Forest City Enterprises has been around since 1920, and has been a public company since 1960. It launched Forest City Realty Trust, a real estate investment trust, or REIT, at the beginning of this year, as part of an effort to diversify its business to become more of a long-term owner of commercial property.
This strategy is a move away from Forest City’s history as primarily a developer and allows steady operating income demanded by a REIT structure and helps ensure that the company can pay out its $.06 per share quarterly dividend. The new strategy has been focused in major cities like New York, where Forest City has a significant footprint, which includes the New York Times Building and, until recently, Brooklyn’s Barclays Center, which the company developed, prior to its launching of the REIT.
The transition to a REIT was not without some growing pains.
As this quick chart looking at Forest City’s stock price shows, share price lost 22 percent of its value around the middle of February of this year. The trough closely follows the sale of Forest City’s interest in both the Barclays Center and the company’s ownership share of the NBA’s Brooklyn Nets. To build up the war chest necessary to operate as a REIT, both assets were sold to Russian billionaire Mikhail Prokhorov, and were each valued at $875 million.

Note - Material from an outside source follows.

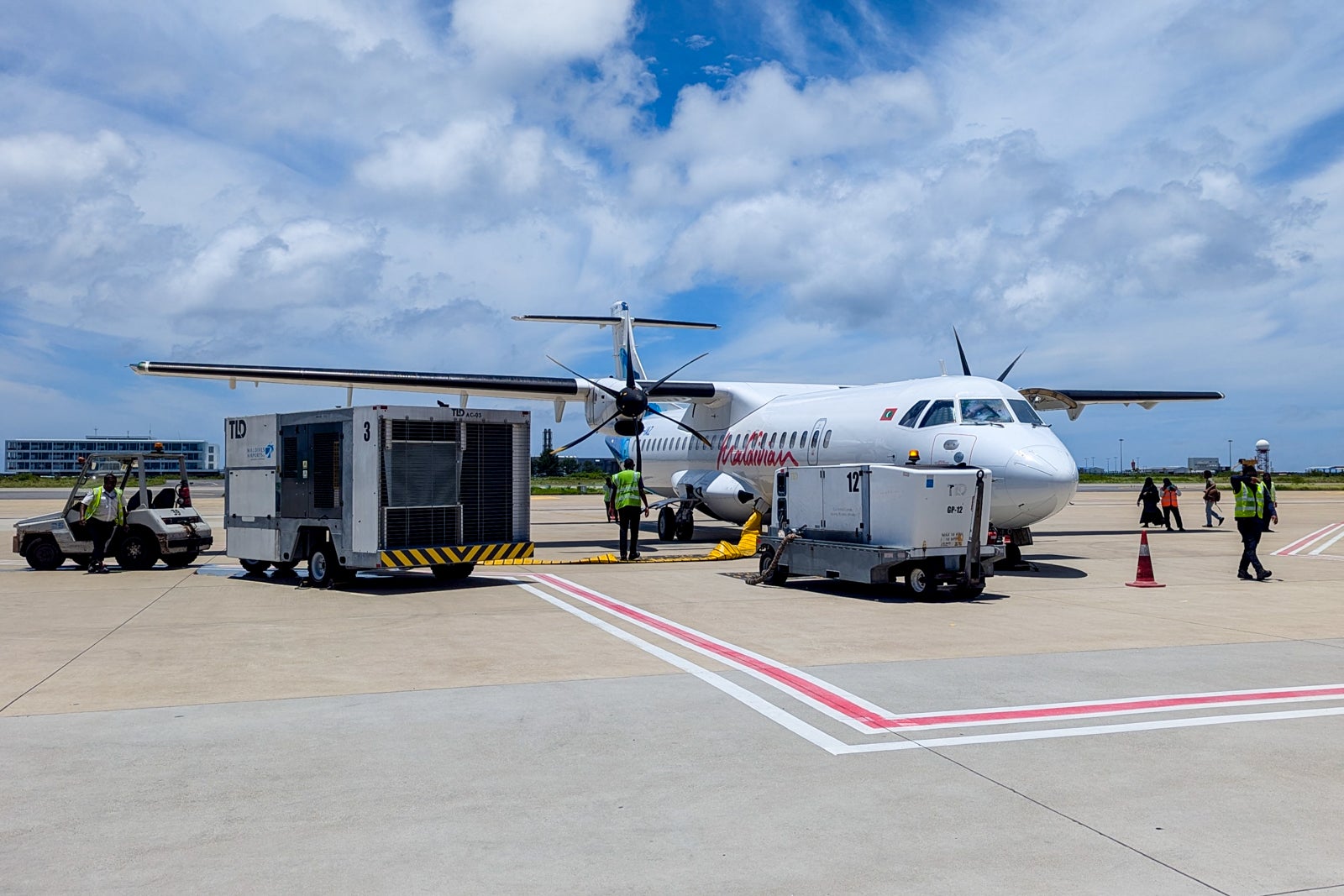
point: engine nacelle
(722, 495)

MaryAnne Gilmartin, head of Forest City Ratner Companies, otherwise known as the firm’s New York office, said shortly after the sales that owning an arena and a major professional sports team are not typical “good groups” for a REIT, due to their wide fluctuations in returns. Investors seem convinced of this, as the share price, which hit a low point of $16.67 back on Feb. 11, was fully recovered by St. Patrick’s Day and has hovered close to $20 since.